Peneliti Pusat Kajian Anti Korupsi (Pukat) UGM, Zaenur Rohman mengatakan, sanksi yang diberikan kepada Firli sangat ringan. Ia menuturkan, Firli seharusnya mendapatkan sanksi yang lebih berat lantaran melakukan gaya hidup mewah. Mengenai atas pelanggaran yang dilakukan Firli, Zaenur mengatakan, Firli tidak saja melanggar Perdewas Nomor 2 Tahun 2020 yang menyangkut larangan terhadap insan KPK untuk bergaya hidup hedon, melainkan tindakan Firli juga bertentangan dengan nilai-nilai yang selama ini dijunjung KPK. Dan jika Firli melakukan gaya hidup mewah, ia dinilai mencederai nilai yang selama ini dijunjung oleh KPK dan juga dikampayekan ke semua pihak.
Di dalam kasus ini Firli Bahuri selaku Ketua Komisi Pemberantas Korupsi (KPK) dilarang melakukan kasus yang serupa selama kurun waktu 6 bulan. Dan jika Firli Bahuri melakukan pelanggaran yang sama kurang dari kurun waktu 6 bulan yang telah ditentukan ini maka Firli akan mendapatkan sanksi yang lebih berat berupa sanki kategori sedang.
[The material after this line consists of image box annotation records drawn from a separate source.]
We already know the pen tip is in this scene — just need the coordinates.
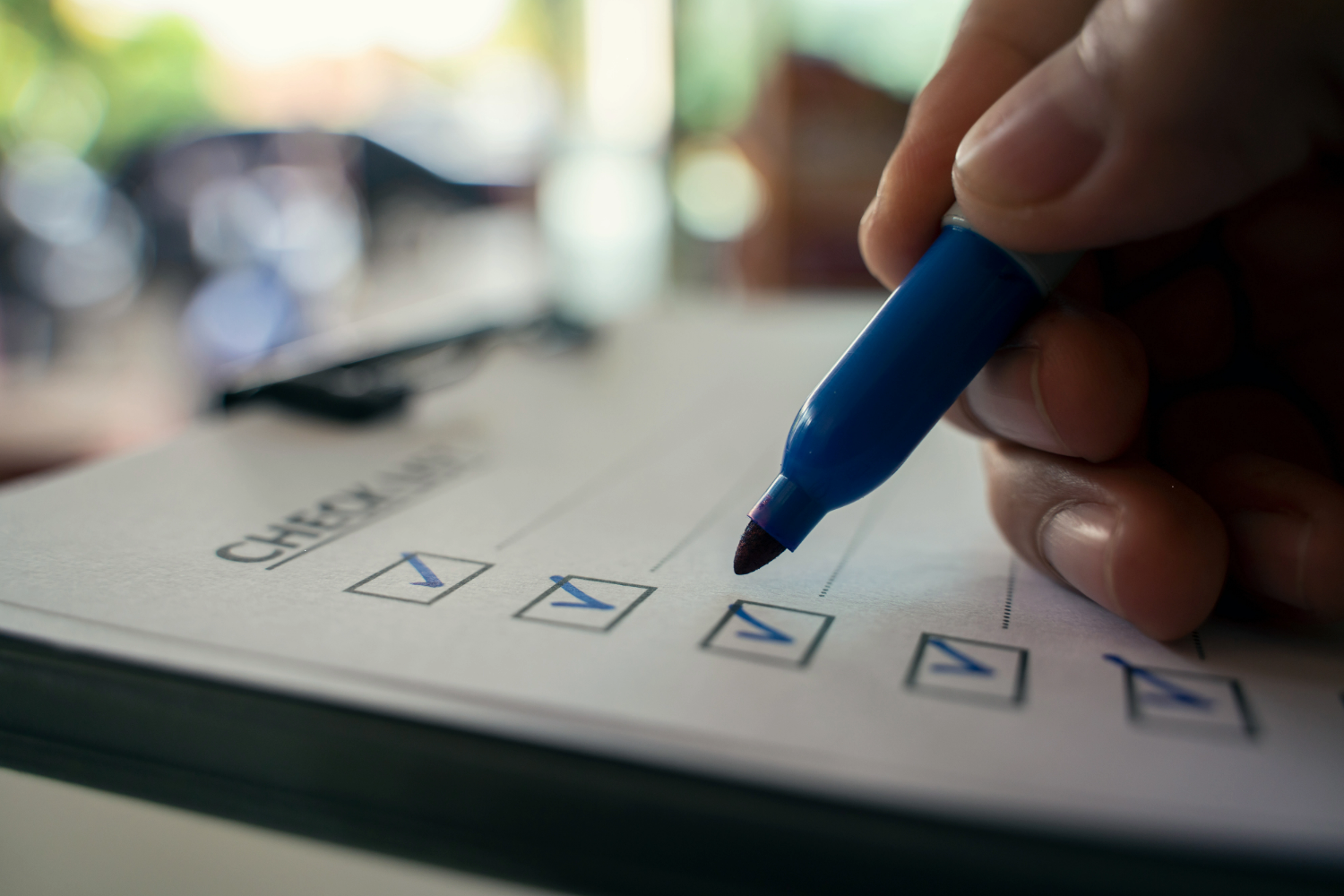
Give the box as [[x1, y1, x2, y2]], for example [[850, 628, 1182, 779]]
[[733, 520, 784, 575]]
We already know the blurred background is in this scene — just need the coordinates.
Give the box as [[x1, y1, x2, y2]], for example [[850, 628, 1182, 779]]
[[0, 0, 965, 478]]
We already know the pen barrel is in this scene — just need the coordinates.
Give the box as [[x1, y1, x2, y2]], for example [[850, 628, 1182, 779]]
[[752, 226, 1042, 549]]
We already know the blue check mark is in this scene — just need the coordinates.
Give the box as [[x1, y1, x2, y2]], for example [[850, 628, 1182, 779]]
[[551, 575, 616, 610], [402, 552, 444, 589], [929, 638, 995, 677], [1104, 653, 1214, 710], [733, 603, 793, 643]]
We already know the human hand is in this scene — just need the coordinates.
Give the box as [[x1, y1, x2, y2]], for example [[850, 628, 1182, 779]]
[[860, 0, 1344, 638]]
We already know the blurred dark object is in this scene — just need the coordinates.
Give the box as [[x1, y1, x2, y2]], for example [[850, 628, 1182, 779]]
[[220, 306, 594, 423], [738, 55, 910, 289], [117, 132, 489, 282]]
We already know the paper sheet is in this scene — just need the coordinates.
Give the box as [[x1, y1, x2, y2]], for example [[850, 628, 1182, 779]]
[[0, 304, 1344, 863]]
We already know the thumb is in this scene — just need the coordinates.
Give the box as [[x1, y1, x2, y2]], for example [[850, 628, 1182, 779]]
[[953, 0, 1344, 251]]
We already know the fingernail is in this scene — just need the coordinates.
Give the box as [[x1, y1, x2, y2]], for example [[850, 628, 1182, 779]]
[[954, 54, 1105, 205], [1040, 501, 1123, 616], [1225, 511, 1312, 610], [967, 347, 1070, 454]]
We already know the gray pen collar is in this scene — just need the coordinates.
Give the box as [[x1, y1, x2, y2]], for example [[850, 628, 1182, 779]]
[[943, 202, 1082, 296]]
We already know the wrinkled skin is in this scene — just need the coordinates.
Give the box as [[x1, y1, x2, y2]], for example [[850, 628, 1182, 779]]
[[860, 0, 1344, 638]]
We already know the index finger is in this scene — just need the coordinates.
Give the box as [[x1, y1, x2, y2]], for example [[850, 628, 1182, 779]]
[[859, 0, 1096, 289]]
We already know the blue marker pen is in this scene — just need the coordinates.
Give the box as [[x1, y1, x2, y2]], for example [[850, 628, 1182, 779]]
[[733, 205, 1078, 575]]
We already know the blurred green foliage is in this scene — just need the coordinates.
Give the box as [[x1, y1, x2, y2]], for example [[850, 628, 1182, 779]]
[[0, 0, 214, 170]]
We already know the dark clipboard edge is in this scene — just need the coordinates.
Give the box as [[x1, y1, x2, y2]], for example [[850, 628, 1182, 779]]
[[0, 637, 1344, 896]]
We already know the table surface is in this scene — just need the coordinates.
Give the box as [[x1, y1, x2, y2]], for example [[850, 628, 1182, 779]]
[[0, 769, 547, 896]]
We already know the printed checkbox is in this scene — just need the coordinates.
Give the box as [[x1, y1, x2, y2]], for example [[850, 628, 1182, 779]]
[[1105, 653, 1255, 737], [346, 551, 495, 603], [513, 575, 658, 632], [906, 633, 1027, 705], [701, 600, 835, 667]]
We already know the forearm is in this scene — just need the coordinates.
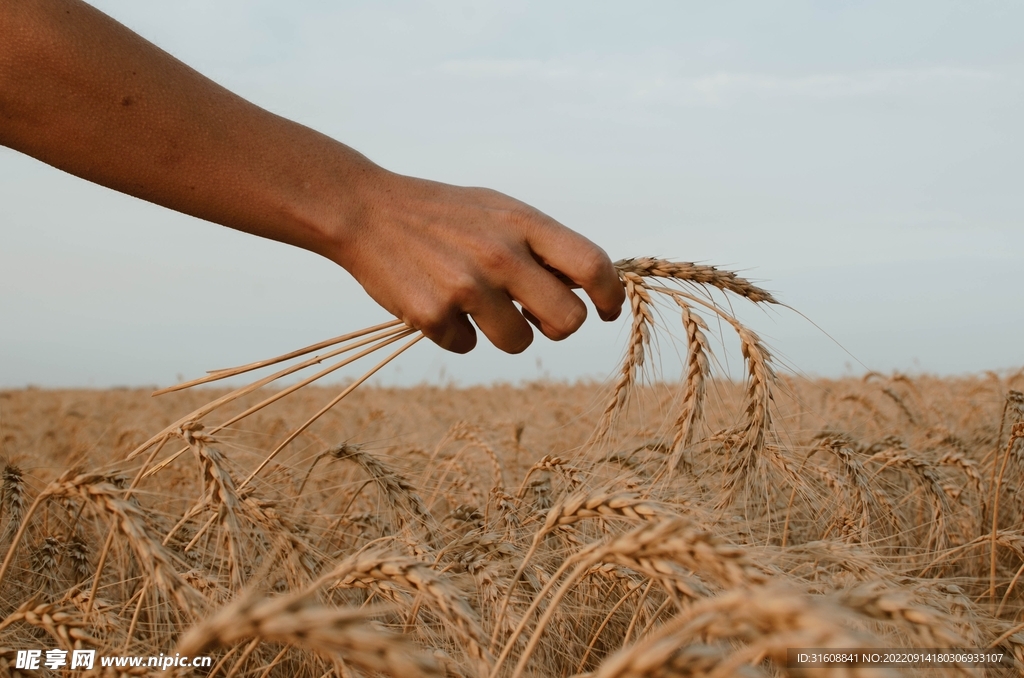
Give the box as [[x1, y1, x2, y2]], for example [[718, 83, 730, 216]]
[[0, 0, 368, 258], [0, 0, 624, 352]]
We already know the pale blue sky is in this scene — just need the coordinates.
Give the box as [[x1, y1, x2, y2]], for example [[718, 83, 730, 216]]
[[0, 0, 1024, 387]]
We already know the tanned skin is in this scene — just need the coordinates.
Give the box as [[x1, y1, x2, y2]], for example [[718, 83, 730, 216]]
[[0, 0, 624, 353]]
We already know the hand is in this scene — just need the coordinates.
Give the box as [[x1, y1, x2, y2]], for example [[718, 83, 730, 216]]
[[335, 168, 625, 353]]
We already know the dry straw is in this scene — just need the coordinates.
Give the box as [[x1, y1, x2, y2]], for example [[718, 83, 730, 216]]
[[0, 258, 1024, 678]]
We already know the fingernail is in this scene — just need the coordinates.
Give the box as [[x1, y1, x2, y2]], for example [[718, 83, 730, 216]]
[[601, 306, 623, 323]]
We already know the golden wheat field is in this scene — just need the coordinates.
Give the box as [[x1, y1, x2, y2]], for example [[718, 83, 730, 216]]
[[0, 260, 1024, 678]]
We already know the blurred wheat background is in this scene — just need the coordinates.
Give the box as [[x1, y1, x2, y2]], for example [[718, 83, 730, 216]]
[[0, 259, 1024, 678]]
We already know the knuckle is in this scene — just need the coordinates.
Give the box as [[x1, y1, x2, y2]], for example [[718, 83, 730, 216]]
[[403, 303, 451, 336], [577, 247, 612, 287], [446, 273, 480, 311], [477, 243, 516, 277], [551, 302, 587, 341], [508, 205, 541, 230]]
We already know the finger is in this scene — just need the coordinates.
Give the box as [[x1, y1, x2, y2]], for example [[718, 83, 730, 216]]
[[417, 313, 476, 353], [509, 265, 587, 341], [466, 289, 534, 353], [527, 214, 626, 321]]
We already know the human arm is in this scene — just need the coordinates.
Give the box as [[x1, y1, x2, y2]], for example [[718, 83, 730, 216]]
[[0, 0, 624, 352]]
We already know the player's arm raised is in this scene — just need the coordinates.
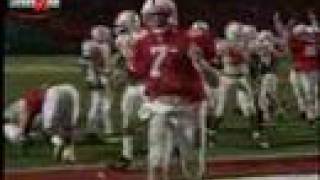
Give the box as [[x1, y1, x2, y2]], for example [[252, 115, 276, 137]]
[[127, 34, 152, 80]]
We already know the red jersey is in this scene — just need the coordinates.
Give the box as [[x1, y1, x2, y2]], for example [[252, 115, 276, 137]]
[[290, 33, 320, 71], [23, 89, 45, 118], [128, 29, 214, 102]]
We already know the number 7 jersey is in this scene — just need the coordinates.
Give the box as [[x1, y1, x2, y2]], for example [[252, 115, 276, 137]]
[[128, 29, 214, 102]]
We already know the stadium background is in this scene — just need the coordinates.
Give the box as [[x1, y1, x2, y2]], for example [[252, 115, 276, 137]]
[[5, 0, 320, 54], [4, 0, 320, 177]]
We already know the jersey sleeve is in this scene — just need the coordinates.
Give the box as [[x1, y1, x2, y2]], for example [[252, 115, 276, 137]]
[[189, 32, 216, 64], [81, 41, 92, 59], [128, 37, 151, 80]]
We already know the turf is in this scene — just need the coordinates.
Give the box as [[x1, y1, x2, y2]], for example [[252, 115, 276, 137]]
[[4, 56, 318, 168]]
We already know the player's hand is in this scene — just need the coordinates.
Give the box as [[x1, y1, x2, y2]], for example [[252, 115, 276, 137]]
[[308, 10, 317, 20]]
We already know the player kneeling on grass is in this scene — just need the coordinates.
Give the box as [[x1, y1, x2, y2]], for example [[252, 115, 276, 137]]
[[128, 0, 214, 180], [275, 12, 320, 127], [4, 84, 79, 162], [80, 25, 113, 134], [113, 10, 144, 166]]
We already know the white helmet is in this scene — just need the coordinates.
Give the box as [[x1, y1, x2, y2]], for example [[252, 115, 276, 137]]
[[3, 123, 23, 143], [114, 10, 140, 34], [241, 25, 257, 40], [191, 20, 210, 31], [91, 25, 111, 41], [292, 24, 308, 36], [141, 0, 178, 25], [224, 21, 242, 41], [257, 30, 274, 41]]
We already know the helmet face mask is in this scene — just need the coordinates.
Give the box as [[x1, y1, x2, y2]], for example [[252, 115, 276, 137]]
[[257, 30, 274, 45], [191, 20, 210, 31], [292, 24, 308, 37], [91, 25, 111, 42], [113, 10, 141, 35], [144, 13, 169, 28], [225, 22, 242, 41], [141, 0, 177, 28]]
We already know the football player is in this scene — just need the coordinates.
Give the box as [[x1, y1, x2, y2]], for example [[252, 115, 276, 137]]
[[253, 30, 284, 128], [128, 0, 214, 180], [114, 10, 144, 166], [275, 13, 320, 126], [209, 21, 269, 147], [4, 84, 79, 162], [189, 20, 221, 146], [80, 25, 112, 134]]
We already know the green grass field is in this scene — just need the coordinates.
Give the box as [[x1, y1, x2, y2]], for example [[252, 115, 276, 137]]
[[4, 56, 318, 168]]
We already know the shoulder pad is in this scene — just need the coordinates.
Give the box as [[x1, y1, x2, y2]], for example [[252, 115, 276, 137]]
[[132, 29, 149, 40]]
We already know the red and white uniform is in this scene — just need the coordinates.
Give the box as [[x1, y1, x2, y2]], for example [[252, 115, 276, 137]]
[[289, 33, 320, 119], [129, 29, 214, 103], [82, 39, 112, 134], [215, 40, 255, 117], [23, 89, 46, 132], [4, 84, 80, 160], [129, 28, 214, 179]]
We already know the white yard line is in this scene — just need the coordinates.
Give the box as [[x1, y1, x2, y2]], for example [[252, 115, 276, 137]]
[[221, 174, 320, 180]]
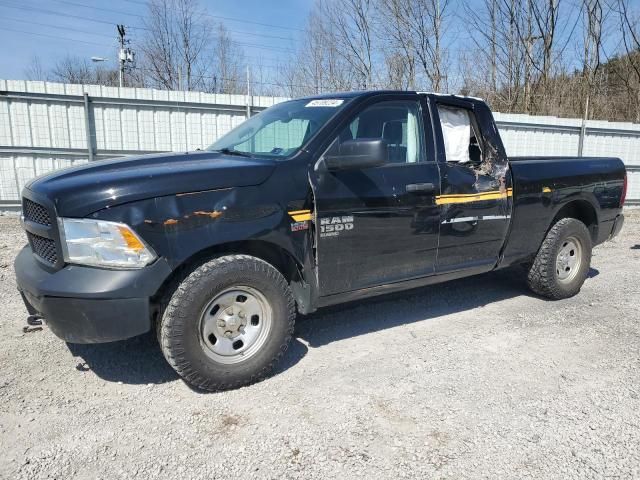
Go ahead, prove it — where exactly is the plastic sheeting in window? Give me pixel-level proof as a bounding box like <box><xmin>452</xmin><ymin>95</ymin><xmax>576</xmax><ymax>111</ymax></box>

Keputusan ini merupakan tindak lanjut dari laporan Masyarakat Anti Korupsi (MAKI).
Penutup
Di dalam hal ini selaku pegawai Komisi Pemberantas Korupsi (KPK) diharapkan harus lebih berhati-hati untuk menjaga amanat dan kepercayaan masyarakat dan juga untuk tetap menjaga integritas yang telah diemban sedari awal oleh KPK. Serta Komisi Pemberantas Korupsi (KPK) perlu terus untuk mengupayakan perilaku pengembangan yang sesuai dengan nilai-nilai dasar, kode etik, dan pedoman perilaku agar selalu sesuai dengan tuntutan perkembangan tugas, wewenang dan fungsi dari Komisi Pemberantas Korupsi (KPK) itu sendiri. Dengan adanya putusan ini berharap dapat melecut dan memacu untuk lebih keras lagi bekerja di KPK dalam memberantas korupsi di negeri ini. Serta Komisi Pemberantas Korupsi (KPK) diharapkan memberi keteladanan yang baik terhadap segala intasi untuk tidak melanggar kode etik yang berlaku.